At this point, if we have done our job properly, you now possess the essential skills to use IDA effectively and, more important, to bend it to your will. The next step, young grasshopper, is to learn to react to the ninja stars that binaries (as opposed to IDA) will throw at you. Depending on your motives for staring at assembly language, you may be very familiar with what you are looking at, or you may never know what you are going to be faced with. If you happen to spend all of your time examining code that was compiled using gcc on a Linux platform, you may become quite familiar with the style of code that it generates. On the other hand, if someone dropped a debug version of a program compiled using Microsoft Visual C++ (VC++) in your lap, you might be completely baffled. Malware analysts in particular are faced with a wide variety of code to examine. Setting aside the topic of obfuscation for the moment, malware analysts are likely to see code created using Visual Basic, Delphi, and Visual C/C++; machine language blobs embedded within documents; and more all in the same afternoon.

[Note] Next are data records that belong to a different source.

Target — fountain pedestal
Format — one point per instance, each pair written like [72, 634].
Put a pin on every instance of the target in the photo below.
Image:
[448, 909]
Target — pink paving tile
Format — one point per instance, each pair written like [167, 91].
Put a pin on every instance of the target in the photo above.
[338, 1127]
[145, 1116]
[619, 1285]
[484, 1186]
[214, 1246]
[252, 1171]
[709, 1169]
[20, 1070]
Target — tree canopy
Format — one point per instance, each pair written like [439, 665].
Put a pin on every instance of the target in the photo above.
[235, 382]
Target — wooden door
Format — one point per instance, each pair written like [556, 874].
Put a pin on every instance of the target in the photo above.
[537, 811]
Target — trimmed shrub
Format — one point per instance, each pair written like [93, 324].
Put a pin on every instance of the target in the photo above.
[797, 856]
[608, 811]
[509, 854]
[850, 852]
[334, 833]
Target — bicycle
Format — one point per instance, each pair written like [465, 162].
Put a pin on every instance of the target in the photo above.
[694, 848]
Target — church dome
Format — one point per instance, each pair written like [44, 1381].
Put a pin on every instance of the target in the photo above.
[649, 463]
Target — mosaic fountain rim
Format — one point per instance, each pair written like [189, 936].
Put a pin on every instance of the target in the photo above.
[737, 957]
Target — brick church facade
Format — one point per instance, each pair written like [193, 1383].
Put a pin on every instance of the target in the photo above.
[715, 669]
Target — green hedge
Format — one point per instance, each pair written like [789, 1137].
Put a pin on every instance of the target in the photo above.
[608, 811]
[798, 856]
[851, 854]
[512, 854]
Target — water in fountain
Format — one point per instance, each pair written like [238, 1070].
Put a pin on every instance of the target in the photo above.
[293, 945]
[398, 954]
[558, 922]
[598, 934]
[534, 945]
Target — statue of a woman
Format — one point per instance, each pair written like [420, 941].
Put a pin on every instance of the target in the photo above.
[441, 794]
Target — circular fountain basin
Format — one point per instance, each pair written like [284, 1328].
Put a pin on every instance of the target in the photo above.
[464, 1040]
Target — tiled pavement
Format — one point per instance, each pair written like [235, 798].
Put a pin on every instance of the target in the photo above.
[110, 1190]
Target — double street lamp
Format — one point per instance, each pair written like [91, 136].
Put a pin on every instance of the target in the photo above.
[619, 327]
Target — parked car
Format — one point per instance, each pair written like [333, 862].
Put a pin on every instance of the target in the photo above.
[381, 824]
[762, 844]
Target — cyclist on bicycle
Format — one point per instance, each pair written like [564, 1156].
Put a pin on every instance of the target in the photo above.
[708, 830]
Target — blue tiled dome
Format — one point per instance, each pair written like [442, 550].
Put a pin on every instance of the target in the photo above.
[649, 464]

In this chapter we will take a brief look at some of the ways that compilers differ as viewed through the IDA looking glass. The intent is not to delve into why compilers differ; rather, we hope to cover some of the ways that those differences manifest themselves in disassembly listings and how you may resolve those differences. Among other things, the compiler and associated options used to build a particular piece of software constitute one data point in profiling the author of that software.
While a wide variety of compilers are available for a wide variety of languages, in this chapter we will primarily utilize compiled C code for our examples, as a large number of C compilers are available for a large number of platforms.
The C switch
statement is a frequent target for compiler optimizations. The goal of these optimizations is to match the switch variable to a valid case label in the most efficient manner possible. The means by which this is achieved typically depends on the nature of the switch
statement’s case labels. When the case labels are widely spread, as in the following example, most compilers generate code to perform a binary search [140]to match the switch variable against one of the cases.
switch (value) { case 1: //code executed when value == 1 break; case 211: //code executed when value == 211 break; case 295: //code executed when value == 295 break; case 462: //code executed when value == 462 break; case 1093: //code executed when value == 1093 break; case 1839: //code executed when value == 1839 break; }
When case labels are closely clustered, preferably sequentially as shown here, compilers generally resolve the switch variable by performing a table lookup[141] to match the switch variable to the address of its associated case.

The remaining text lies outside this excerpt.